Prize-winning Musicians From Vietnam Perform at Brookhaven Lab, 4/28
April 8, 2010
UPTON, NY — Nguyen Thanh Thuy, playing the Dan Tranh, and Ngo Tra My, playing the Dan Bau, are two prize-winning musicians from Vietnam who will give a recital at the U.S. Department of Energy’s Brookhaven National Laboratory on Wednesday, April 28, at noon in Berkner Hall. Sponsored by the Lab’s Asian Pacific American Association and Diversity Office, the concert is free and open to the public. All visitors to the Laboratory age 16 and over must bring a photo I.D.
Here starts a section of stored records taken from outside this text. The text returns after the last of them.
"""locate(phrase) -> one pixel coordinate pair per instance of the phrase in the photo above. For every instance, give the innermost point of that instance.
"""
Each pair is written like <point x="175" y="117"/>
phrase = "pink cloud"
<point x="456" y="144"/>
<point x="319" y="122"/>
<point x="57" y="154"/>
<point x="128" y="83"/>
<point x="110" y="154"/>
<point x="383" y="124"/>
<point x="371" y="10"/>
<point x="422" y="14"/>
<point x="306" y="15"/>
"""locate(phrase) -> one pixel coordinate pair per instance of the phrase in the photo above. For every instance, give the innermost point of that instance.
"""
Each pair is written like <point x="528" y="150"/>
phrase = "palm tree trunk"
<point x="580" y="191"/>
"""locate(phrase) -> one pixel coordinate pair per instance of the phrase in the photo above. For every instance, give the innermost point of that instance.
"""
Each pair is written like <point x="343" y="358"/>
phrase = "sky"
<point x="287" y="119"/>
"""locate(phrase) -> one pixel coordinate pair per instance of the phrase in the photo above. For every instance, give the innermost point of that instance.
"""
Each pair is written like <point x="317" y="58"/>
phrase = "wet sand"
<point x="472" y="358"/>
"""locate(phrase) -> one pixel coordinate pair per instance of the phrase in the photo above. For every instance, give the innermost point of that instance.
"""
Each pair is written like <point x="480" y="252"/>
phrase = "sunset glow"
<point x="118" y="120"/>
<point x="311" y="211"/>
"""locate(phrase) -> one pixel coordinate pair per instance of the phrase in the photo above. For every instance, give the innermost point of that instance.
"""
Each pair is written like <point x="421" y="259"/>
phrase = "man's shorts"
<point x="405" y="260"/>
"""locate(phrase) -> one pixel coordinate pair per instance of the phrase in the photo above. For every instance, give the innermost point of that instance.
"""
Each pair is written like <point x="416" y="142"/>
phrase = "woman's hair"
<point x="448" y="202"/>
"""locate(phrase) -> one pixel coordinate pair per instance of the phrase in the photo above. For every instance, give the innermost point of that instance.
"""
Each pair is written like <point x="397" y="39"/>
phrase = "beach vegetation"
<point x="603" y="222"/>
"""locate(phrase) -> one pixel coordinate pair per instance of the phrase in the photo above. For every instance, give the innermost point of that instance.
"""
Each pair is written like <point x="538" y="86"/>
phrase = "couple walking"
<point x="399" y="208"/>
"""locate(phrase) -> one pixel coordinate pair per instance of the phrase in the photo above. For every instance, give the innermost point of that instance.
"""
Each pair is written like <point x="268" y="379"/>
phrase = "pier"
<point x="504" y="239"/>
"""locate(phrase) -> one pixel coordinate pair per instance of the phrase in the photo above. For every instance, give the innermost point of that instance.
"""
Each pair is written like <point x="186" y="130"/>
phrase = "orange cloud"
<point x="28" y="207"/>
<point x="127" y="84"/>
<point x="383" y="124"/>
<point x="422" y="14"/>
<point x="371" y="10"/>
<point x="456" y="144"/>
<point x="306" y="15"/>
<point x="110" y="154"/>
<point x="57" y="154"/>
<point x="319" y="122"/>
The Dan Tranh is one of the most popular and romantic musical instruments in Vietnam. With from 17 to 22 strings, it is the smallest yet versatile member of a family of board-zither-like instruments in the Far East. The Dan bau is a Vietnamese monochord, a traditional one-string musical instrument. Played solo, it is central to Vietnamese folk music, a genre still popular today in the country.
Nguyen Thanh Thuy and Ngo Tra My, in addition to having successfully raised awareness of these Vietnamese instruments through their acclaimed performances at home and abroad — from Australia, China, Japan, and Russia, to Denmark, France, and the U.S. — both teach classes in Vietnamese musical instruments at the Vietnam National Academy of Music.
Nguyen Thanh Thuy is active in traditional and experimental fields of music and currently performs with musicians in Scandinavia in the summer. Ngo Tra My serves as a visiting teacher of Vietnamese instruments for several months a year in the in Malmo Academy of Music in Sweden. Both musicians have recorded many successful CDs, as soloists and in orchestra.